Au début il y eut la douleur. (VI)

Je refais surface. Une fois de plus. Je me souviens avec un frémissement profond de mes évanouissements, et de ce qui me fit basculer déjà plusieurs fois… Cet étrange mélange de douleur devenue presque familière par sa récurrence et d'horrible incompréhension face à mon corps méconnaissable.

Je lutte contre l'envie presque rassurante de me laisser glisser à nouveau dans cette protectrice inconscience… Après tout, si c'est pour inéluctablement revenir à la conscience, autant lutter… tant que je le pourrai !

J'ouvre les yeux, doucement. La pénombre profonde est animée d'une blafarde lueur qui projette des ombres grotesques au plafond, où je crois reconnaître des visages, ou des corps figés, images abstraites et irréelles.

Mes bras, mes mains, sont moins douloureux au mouvement.
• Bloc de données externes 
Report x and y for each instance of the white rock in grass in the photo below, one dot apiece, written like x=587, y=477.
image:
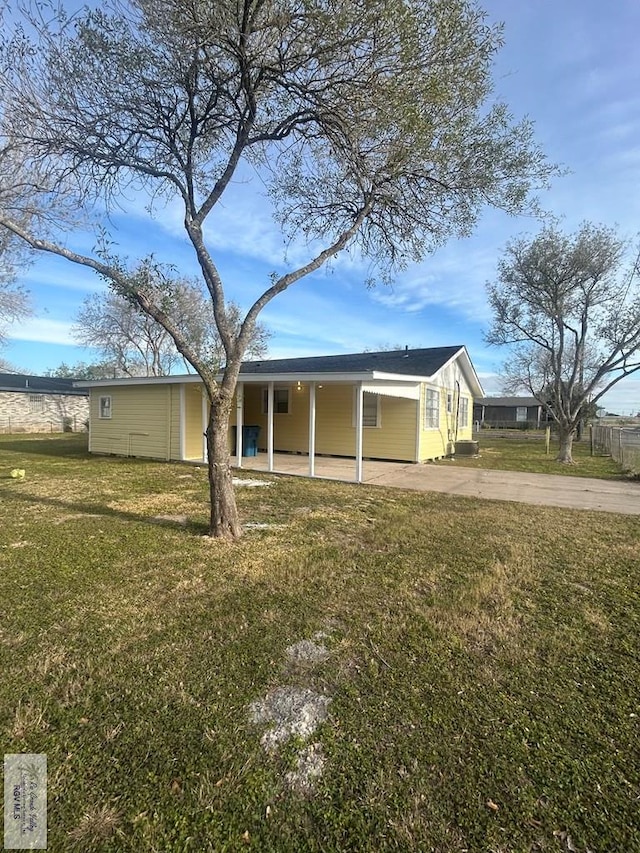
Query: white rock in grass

Je serre les poings lentement et le souvenir de la hache qu'ils ont si souvent manipulée me revient, confusément. Mais quelle hache ???

Comme par ricochet, le tout récent souvenir de m'être palpé la poitrine, ces seins étrangers, m'envahit à nouveau ! Presque par réflexe, je vérifie cette absurde réalité et… de mes paumes je retrouve cette cauchemardesque réalité, ces volumes ronds et chauds, d'une certaine façon pourtant familiers… Mais d'où me vient l'idée de les avoir déjà… touchés ?

Une question terrifiante s'impose inévitablement à moi, alors que mes mains emprisonnent encore cette poitrine : étais-je encore vraiment un homme ?? Sans oser regarder ce que je crains être insoutenable, transi d'effroi, je glisse ma main droite vers mon ventre, réalisant soudain ma nudité totale. Les images fantasmagoriques au plafond, devenues floues, se figent lorsque ma paume palpe ce ventre inconnu, et il me semble y reconnaître comme un bébé recroquevillé, inerte que des bras inconnus me tendent. Une étrange douleur, comme issue de ce ventre, irradie alors en moi comme une cruelle réminiscence. Mes doigts raniment une brûlure sur cette longue cicatrice qui semble me barrer les entrailles. Ma main poursuit sa progression, traverse une toison et bientôt plonge, inéluctablement, entre ces cuisses, sans y retrouver cette virilité que je croyais pourtant familière. C'est sur un sexe inconnu que ma main se referme. Un sexe de femme, c'est indéniable.

Mon esprit vacille, balayé par l'incompréhensible irréalité de ce qui m'arrive. La main droite figée sur le sexe, je détache la gauche cramponnée au sein et la pose à plat sur ce ventre, pour y chercher un souvenir familier. L'image au dessus de moi se fige alors, insupportablement claire. Ce bébé inerte replié sur lui même est le mien, mort au moment même où je lui donnais la vie et c'est de ce ventre meurtri qu'est ressurgi ce douloureux souvenir.

Cette autre douleur m'emporte une fois de plus. Mais je reviendrai sans doute, me dis-je aussi.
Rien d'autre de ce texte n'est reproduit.